Edith Bideau
American soprano singer
From Wikipedia, the free encyclopedia
Edith Mae Bideau (November 6, 1888 – 1958), later Edith Bideau Normelli, was an American soprano and music educator from Kansas.
Edith Bideau | |
|---|---|
Edith Bideau, from a 1920 publication. | |
| Born | November 6, 1888 Chanute, Kansas, US |
| Died | 1958 (aged 69–70) |
| Other names | Edith Normelli |
| Occupations | singer, music educator |
| Years active | 1912-1958 |
Early life
Edith Mae Bideau was from Chanute, Kansas, the daughter of Georges K. Bideau and Jennie Hale Bideau. Her father was a councilman in Chanute.[1] She earned bachelor's degrees from Baker University in Baldwin City, Kansas in 1911, where she wrote the school song, "Hail! Old Baker";[2] and from Kansas State University in 1912.[3] She pursued further music studies in Italy, and with Richard Hageman in New York.[4][5][6]
Career
Bideau taught voice and was director of the vocal department at the State Normal School in Pittsburg, Kansas from 1916 to 1919.[7][8][9] At the beginning of World War I, she was in Italy, and there were concerns for her safety.[10][11] When she returned to the United States, she gave concerts for troops stationed in Kansas.[12] She was director of music and instructor in church music at Seabury-Western Theological Seminary in Evanston, Illinois in 1935.[13] She taught voice at Iola, Kansas in 1947.[14]

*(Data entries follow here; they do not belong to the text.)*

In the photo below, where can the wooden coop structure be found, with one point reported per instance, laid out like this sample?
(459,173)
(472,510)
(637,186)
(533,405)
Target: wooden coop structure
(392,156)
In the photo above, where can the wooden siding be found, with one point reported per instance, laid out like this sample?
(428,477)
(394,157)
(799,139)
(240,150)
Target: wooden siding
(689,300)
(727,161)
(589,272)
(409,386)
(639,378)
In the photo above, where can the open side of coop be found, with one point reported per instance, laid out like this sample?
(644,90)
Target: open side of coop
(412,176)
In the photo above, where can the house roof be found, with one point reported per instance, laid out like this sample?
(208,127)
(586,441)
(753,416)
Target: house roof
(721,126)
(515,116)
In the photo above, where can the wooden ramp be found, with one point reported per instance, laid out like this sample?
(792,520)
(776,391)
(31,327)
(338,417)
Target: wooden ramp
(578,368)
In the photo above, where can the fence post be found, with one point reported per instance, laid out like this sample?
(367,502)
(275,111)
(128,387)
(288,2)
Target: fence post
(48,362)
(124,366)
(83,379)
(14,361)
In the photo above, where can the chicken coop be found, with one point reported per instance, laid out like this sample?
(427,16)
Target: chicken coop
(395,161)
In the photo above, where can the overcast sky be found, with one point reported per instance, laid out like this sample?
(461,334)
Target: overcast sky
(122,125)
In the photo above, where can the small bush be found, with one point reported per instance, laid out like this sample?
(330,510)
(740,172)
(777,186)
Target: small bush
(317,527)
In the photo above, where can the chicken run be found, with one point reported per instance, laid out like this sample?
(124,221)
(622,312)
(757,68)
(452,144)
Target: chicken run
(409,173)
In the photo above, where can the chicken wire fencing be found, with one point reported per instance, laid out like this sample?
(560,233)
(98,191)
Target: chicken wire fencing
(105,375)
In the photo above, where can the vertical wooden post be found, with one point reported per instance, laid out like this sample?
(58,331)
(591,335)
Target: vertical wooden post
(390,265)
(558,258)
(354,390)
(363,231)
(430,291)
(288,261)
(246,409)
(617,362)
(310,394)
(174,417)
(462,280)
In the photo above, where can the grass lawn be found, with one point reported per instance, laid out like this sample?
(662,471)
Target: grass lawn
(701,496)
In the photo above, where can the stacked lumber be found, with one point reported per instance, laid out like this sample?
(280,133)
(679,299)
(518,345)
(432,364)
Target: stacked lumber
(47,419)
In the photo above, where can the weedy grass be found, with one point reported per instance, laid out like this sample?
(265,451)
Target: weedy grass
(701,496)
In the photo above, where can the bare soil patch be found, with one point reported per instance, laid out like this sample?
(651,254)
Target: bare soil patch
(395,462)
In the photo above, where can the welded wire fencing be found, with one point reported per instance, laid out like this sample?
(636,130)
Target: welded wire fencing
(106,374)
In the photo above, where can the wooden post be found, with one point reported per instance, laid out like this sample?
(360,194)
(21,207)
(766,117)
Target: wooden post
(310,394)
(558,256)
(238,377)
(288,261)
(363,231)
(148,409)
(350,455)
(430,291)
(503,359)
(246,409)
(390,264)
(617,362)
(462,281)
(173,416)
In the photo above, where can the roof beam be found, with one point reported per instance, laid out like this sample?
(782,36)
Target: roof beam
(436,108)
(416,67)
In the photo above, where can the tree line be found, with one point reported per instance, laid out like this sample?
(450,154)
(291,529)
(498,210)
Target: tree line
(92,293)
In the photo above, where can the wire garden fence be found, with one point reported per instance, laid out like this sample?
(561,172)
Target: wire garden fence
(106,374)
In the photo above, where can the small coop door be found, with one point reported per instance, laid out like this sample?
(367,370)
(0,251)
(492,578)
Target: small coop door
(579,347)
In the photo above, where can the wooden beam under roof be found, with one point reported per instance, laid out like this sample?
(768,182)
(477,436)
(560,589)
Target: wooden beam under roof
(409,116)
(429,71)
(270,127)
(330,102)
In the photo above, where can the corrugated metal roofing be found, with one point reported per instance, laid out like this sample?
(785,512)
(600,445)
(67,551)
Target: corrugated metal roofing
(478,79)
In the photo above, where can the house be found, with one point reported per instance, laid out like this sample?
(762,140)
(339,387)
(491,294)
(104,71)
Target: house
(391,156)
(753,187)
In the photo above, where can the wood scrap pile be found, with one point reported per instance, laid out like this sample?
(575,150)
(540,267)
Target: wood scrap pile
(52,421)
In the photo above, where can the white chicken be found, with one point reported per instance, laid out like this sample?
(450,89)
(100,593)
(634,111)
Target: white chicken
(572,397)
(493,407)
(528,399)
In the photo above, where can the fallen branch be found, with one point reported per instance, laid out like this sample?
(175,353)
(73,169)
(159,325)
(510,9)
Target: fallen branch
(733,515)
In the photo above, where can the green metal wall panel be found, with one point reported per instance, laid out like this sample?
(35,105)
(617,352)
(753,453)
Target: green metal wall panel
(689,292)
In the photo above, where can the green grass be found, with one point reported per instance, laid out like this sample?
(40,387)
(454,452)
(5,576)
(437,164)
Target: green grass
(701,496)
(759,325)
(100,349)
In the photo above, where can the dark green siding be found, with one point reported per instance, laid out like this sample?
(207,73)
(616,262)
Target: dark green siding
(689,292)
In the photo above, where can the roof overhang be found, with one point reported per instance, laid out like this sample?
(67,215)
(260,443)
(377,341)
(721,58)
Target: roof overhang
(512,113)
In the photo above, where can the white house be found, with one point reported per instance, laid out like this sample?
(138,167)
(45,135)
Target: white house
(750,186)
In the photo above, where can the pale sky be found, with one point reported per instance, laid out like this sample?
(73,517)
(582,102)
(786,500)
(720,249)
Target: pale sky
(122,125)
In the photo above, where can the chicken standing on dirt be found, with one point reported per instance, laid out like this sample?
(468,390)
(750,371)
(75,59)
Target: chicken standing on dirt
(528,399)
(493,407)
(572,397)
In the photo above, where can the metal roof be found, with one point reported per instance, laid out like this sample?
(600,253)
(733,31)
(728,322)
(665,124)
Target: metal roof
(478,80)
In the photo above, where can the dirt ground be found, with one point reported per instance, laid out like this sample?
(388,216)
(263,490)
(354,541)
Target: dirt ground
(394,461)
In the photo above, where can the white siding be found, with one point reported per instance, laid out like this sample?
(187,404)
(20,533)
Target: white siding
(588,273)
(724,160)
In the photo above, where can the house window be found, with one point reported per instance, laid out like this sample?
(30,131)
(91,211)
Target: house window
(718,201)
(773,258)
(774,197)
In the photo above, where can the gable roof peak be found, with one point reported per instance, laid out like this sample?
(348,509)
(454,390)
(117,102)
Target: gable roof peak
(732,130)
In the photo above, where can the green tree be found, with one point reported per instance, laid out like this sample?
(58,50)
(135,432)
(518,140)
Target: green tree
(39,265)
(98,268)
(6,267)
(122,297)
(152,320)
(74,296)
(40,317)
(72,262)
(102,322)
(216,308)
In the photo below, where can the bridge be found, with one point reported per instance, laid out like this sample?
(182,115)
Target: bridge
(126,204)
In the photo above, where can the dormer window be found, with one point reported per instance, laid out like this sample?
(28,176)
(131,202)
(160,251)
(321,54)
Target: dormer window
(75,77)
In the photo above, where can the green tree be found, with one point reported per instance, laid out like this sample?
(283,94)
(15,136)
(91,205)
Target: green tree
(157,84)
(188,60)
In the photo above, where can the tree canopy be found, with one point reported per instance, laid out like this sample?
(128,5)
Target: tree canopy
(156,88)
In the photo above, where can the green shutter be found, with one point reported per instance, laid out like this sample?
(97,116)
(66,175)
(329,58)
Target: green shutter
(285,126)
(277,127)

Bideau was a concert and oratorio soloist in Chicago and Pittsburgh.[15] She made her New York debut in 1920, at Aeolian Hall. "Her voice is a soprano of very pure quality, a voice that is at its best in lyric matters," noted one reviewer.[16] Another witness, however, reported that "she was altogether too nervous to inspire critical confidence."[17][18] She toured the midwest as a performer in 1921.[19] On Christmas Day in 1921, she sang solos at six different events in New York City.[20] She wrote "Tone Coloring in Singing" an essay published in Étude magazine in 1955.[21]
Personal life
Edith Bideau married Swedish diplomat Carl Gustav Normelli in 1920.[22] She was widowed when Normelli died in 1957, and she died in 1958, aged 69. Kansas legislator Edwin Bideau was her great-nephew, her brother Edwin Hale Bideau's grandson.[23]